Écrit par Vātsyāyana au IVè siècle de notre ère, il est surtout connu pour les 64 positions sexuelles qui y sont recensées. Mais le Kāmasūtra est en fait un recueil de sept livres abordant les différents aspects de la vie amoureuse, allant de la façon d’être une bonne épouse, jusqu’à la description de positions homo ou hétérosexuelles, en passant par des conseils sur la pratique de l’infidélité. En Inde ancienne, le plaisir ou l’amour (kāma) est en effet aussi important que la conformité à la Loi (dharma) ou la prospérité (artha), tous les trois buts de l’existence humaine. Ils font donc logiquement l’objet d’une littérature classique, qu’on pourrait qualifier ici d’encyclopédique. Quand ces trois principes sont équilibrés, l’activité sexuelle, permettant à l’individu de s’accomplir pleinement dans cette vie, participe alors au bien de l’ordre universel. Elle est donc un devoir religieux. Le Kāmasūtra aide au respect de ce devoir en fournissant aux amants les règles du plaisir pour vivre en harmonie, et ce à destination des hommes et des femmes, aussi bien courtisanes que princesses.

Sexe et religion

Loin des conceptions occidentales, l’Inde ancienne considère donc le sexe comme naturel et prolifique pour la société.
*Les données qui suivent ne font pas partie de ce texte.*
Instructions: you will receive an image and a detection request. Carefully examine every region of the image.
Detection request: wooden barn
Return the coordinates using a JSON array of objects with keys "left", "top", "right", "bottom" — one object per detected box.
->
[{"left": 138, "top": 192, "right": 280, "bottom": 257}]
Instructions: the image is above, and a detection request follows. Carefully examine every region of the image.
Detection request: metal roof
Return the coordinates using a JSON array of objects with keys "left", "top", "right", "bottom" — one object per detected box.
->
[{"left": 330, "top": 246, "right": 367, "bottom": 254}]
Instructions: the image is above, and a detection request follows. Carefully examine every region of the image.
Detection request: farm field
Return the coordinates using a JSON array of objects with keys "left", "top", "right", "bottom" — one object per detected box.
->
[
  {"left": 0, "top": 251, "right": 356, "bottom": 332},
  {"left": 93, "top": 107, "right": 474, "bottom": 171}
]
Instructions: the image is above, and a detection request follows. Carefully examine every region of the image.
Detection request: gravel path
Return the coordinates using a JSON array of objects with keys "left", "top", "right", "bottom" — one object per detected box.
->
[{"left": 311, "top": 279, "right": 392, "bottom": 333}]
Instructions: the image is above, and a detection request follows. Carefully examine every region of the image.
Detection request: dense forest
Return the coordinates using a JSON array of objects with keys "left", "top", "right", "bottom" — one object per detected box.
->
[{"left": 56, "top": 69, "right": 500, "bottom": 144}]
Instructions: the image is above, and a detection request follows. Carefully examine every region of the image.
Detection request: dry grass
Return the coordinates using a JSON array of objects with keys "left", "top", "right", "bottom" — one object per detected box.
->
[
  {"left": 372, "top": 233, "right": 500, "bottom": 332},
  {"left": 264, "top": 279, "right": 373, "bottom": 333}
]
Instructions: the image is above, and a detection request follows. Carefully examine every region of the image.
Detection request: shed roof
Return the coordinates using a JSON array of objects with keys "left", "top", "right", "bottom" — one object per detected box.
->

Les temples sont souvent les supports de la célébration de la fertilité ; on peut notamment citer ceux de Khajuraho où les célèbres sculptures de couples en étreintes sexuelles possèdent de complexes valeurs symboliques, notamment l’union spirituelle entre le fidèle et la divinité. On peut aussi prendre pour exemple le linga, phallus de pierre symbolisant l’énergie créatrice divine, qui placé dans un réceptacle yoni(vulve) est l’élément le plus sacré dans un temple shivaïte.

Le scandale du Kāmasūtra

Mais l’ère coloniale apporta avec elle le déclin du Kāmasūtra, victime de la morale chrétienne britannique qui ne trouva que dépravation dans cette vision du sexe et de la liberté féminine. La spécialiste du sujet, Wendy Doniger, considère les mouvements politiques hindous traditionalistes actuellement au pouvoir comme héritiers de cette censure. Entre gêne et dénégation qu’inspire maintenant le texte dans son pays de naissance, la place de l’amour comme but de l’existence aux côtés de la Loi et et de la prospérité semble aujourd’hui comme un lointain souvenir.